Volume 9, Issue 12
Feeling overwhelmed by the workload at law school? Questioning whether you even want to practice? Wondering where else this hard-earned and expensive degree can get you?
These are just a few of the questions floating around my head as SWOTVAC looms. So I sat down with Nick Reece to get some advice on how to handle the stresses of law school and discuss and how his law degree helped him throughout his career.
Nick Reece started working as a solicitor after graduating with a Bachelor of Arts/Law. After working as a journalist for the Australian Financial Review, Nick worked as Premier Steve Bracks’ Director of Economic Policy, Premier John Brumby’s Head of Policy, and PM Julia Gillard’s Director of Strategy. Nick is now the University of Melbourne Strategy Director.
Nick, I know you have had a highly successful career and a very busy one at that. What advice would you give to law students on how to handle stress?
Well, I would start by saying that many people think that the life of the student is a carefree one. In fact, the life of the student is quite stressful. But what I would say to students is that even though you might not know it, the stress you experience as a student in many ways will prepare you for the stress that comes in later life.
I do find cycling a great source of stress relief and I try to ride my bike to work when I can. And look, as I’ve gotten further into my career I’ve learnt to keep things in perspective. So the sorts of things that earlier on in my life would have caused me sleepless nights, now I’ll sleep like a baby dealing with them.
While we are on the topic of your career change from law to journalism, was this something you had in mind when you were in law school?
Well I mean, they [writing and law] had always been equal passions. I loved studying law, and I’m so glad I got the opportunity. I also enjoyed writing and I used to write articles for the student newspaper and edited the law school journal. I was working as a solicitor at Maurice Blackburn and I saw that the Australian Financial Review were advertising for cadetships and I thought this would be an interesting thing to go for - so I submitted an application and lo and behold they ended up offering me the job.

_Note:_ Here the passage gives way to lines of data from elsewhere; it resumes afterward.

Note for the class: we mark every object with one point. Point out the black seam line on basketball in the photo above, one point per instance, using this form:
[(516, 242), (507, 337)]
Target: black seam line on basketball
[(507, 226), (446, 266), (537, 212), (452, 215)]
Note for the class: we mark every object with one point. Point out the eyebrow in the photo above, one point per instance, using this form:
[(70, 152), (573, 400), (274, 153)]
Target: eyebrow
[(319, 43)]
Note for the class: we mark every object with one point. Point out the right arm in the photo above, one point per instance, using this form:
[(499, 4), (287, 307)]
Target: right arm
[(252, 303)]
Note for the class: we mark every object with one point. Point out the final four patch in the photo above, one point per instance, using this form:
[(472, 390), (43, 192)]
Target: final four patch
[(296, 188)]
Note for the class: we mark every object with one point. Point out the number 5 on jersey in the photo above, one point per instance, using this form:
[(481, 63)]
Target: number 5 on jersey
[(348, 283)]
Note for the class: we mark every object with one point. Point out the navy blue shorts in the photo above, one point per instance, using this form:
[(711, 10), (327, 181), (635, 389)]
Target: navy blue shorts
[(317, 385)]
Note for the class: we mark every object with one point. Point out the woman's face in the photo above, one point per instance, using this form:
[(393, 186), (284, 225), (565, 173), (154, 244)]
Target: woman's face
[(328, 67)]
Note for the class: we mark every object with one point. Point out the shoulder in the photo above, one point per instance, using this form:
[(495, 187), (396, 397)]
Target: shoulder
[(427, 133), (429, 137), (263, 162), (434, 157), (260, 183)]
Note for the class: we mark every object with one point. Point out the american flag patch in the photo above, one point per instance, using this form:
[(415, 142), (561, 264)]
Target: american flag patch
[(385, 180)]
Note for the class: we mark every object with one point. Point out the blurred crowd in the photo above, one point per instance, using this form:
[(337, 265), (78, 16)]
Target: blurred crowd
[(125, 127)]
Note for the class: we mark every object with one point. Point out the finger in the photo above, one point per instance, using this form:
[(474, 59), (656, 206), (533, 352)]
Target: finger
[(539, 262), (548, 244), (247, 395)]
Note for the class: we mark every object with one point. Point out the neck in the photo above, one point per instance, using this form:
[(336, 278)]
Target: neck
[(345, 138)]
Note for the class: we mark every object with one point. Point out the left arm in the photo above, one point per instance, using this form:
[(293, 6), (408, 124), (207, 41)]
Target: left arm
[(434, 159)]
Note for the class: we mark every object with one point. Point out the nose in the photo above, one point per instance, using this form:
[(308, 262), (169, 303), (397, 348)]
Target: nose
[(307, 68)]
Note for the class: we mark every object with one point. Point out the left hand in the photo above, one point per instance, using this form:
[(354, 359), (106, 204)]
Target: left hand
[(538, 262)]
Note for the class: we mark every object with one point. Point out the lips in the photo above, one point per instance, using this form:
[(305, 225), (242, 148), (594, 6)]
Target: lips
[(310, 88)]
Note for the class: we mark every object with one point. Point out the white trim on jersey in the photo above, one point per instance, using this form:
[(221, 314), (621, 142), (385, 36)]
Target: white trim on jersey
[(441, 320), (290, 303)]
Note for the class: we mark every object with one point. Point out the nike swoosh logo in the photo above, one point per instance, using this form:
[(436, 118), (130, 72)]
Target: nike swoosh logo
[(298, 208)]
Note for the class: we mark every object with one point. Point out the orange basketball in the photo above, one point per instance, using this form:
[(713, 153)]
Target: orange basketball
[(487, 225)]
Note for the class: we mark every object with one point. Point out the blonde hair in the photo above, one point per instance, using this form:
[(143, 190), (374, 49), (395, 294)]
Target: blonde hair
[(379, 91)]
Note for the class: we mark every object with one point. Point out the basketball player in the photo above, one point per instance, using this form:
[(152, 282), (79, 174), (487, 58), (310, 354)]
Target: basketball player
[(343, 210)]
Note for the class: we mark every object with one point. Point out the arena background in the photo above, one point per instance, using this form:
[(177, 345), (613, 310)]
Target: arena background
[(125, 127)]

I really agonised over the decision but thought I could always come back to the law. So I jumped into journalism and I really loved it. But my law degree actually set me up really well to be a good writer and a good communicator because it teaches you a methodology around argument and how to look at an argument from your opponent’s perspective. You know, there are some deep philosophical underpinnings to the law which you might not appreciate while you’re studying it. But, when you then get into your career you realise you’ve got all these tools and methods for approaching problems which your law degree has taught you - almost in an unwitting way.
From journalism I moved into government and politics.
Was your career move into politics planned?
That had actually arisen because friends of mine from law school were working in politics and when the Labor Government unexpectedly got elected in 1999 they rang me to offer me a job in the public service. The Treasurer was looking for someone someone who was good at explaining economic concepts and legal concepts and because I had worked at the Australian Financial Review, I was offered this position as the press secretary. I jumped into that and really loved it and then I spent the next 13 years of my career working in various government roles.
Can you tell me about an opportunity that you decided not to take during your career that you are glad you turned down?
Well, when I left Julia Gillard’s office I had an opportunity to work for a very large Australian corporation. Instead, I decided to take up a position at the University of Melbourne and I am certain that I am a much happier person than I would have been had I taken that other job. The University is a public institution and I like to think that we do really good things in education and in research and in giving back to the community. So I get a lot of personal satisfaction out of that. That has been the case throughout my whole career: I’ve actually never done a job for the money, I’ve always done it because I believe in what the organisation does and I believe in the person I am working for.
Finally, what advice can you give to law students?
My advice to law students would be to make the most of the full suite of opportunities that are available to you when you are at university. So get involved in clubs and societies, use your time at university to explore things in life because you will find it a lot harder to do later in life. I didn’t study journalism at university, I just volunteered to write articles for the student newspaper and that awoke a passion in me that I had for doing that. So it is really about thinking outside the lecture theatre, thinking about all the opportunities that are available to you while you’re here. Don’t become a narrow ‘study-bot.’ Make sure you make the most of the opportunities you have here and have fun as well. It is such as great time in life to have some fun.